Big Data Analytics Lab (BDA)
January, 2015 → December, 2015Victor Herrero, Alberto Abelló, Besim Bilalli, Oscar Romero
This project is carried out in a company with the aim of providing better data processing capabilities in order to perform data analysis on the data that their systems constantly produce. Given the business market this company works in, data analysis is vital for its survival. The challenge is that their data analysis algorithms cannot be run quite as often as desired, as the extraction and transformation processes from data sources are too slow. Data are initially extracted from sources and, afterwards, some data cleansing and several other data transformations need to be applied in order to shape these data according to the algorithm input requirements. The technological goal then is to reduce this overall time by means of Big Data technologies and, all in all, gain agility in data analysis within the whole company. As a consequence of this, a non-technological goal that arises next is the knowledge transfer in Big Data from university to industry.

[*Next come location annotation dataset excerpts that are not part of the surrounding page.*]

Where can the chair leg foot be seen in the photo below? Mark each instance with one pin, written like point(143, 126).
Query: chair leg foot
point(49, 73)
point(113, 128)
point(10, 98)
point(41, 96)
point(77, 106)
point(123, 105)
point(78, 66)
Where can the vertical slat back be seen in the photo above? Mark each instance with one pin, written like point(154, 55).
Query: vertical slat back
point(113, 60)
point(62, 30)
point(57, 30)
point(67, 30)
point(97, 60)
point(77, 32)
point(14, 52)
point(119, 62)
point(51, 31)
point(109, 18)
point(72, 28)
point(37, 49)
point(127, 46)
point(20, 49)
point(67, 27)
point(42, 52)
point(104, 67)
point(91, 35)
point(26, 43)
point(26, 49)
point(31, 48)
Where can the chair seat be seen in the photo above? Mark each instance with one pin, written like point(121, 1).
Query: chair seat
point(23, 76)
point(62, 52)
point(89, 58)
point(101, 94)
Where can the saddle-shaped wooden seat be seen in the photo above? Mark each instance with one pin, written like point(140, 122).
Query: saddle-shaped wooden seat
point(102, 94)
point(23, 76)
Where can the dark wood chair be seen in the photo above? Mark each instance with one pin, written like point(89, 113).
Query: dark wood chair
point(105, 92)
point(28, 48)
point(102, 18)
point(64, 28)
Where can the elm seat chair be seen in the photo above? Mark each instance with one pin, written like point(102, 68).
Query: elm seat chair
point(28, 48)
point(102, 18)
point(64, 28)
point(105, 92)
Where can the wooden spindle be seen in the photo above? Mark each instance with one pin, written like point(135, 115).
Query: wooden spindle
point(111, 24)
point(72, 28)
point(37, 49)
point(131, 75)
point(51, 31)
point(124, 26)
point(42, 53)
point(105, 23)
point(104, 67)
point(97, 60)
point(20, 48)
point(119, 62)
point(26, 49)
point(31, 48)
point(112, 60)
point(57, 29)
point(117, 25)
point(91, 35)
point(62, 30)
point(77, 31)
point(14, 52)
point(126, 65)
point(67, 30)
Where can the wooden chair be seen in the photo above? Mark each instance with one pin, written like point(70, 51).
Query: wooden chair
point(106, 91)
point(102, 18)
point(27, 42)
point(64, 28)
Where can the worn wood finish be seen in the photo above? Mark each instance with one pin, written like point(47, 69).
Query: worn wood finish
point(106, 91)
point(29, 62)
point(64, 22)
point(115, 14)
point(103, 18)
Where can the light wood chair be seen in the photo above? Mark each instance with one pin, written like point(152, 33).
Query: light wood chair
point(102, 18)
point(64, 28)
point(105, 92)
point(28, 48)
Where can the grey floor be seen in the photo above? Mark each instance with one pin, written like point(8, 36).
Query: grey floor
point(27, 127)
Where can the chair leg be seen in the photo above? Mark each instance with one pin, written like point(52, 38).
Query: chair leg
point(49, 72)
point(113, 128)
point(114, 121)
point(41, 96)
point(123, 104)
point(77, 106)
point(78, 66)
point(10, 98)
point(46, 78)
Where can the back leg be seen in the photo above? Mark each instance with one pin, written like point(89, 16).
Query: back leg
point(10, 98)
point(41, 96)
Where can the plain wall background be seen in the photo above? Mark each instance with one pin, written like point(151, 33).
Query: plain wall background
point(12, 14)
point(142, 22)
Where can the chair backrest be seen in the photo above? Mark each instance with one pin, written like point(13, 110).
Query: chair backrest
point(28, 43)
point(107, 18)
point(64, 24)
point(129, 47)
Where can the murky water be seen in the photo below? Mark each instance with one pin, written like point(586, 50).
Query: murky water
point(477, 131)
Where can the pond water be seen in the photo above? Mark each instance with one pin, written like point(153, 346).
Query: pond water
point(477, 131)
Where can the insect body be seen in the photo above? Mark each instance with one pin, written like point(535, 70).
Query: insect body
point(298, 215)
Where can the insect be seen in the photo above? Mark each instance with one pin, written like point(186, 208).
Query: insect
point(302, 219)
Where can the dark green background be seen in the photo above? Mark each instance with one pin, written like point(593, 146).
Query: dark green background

The solution finally implanted comes through technologies that are all part of the Hadoop ecosystem. Physically, such ecosystem is built upon several commodity machines that are exclusively dedicated to the project. We set up a data lake as the main storage system where data are rawly stored. One of the main differences regarding the previous situation is that this data lake centralizes many departmental data sources in a single repository. This, in turn, helps departments to share data and it therefore enriches their data analysis processes. We also use a NOSQL database to store data in a semi-prepared manner so they can be immediately consumed by the analysis applications after analysts define the very last (personalized) data transformations at query time. To do so, an ontology is defined. Its core consists of the business concepts that enable users to work with them and thus avoid working with physical attributes from sources and, hence, it makes the technical designs transparent to them.
Achieving this means that such ontology also needs to contain, given any business concept, the map backwards to the source and the map to the aforementioned NOSQL database and therefore, all data are traceable. In addition, predefined transformations are also stored in a metadata repository, not only to help analysts query the data lake and the NOSQL database, but also to provide them with a certain level of automation. The main benefit from having such ontological representation is the share of domain knowledge between analysis experts in the company.
inLab FIB constitutes the team to support the previous technical and data analysis processes and it consists of experts in Big Data and data mining who train the technical staff in the company to ensure the continuity of the service beyond the project duration.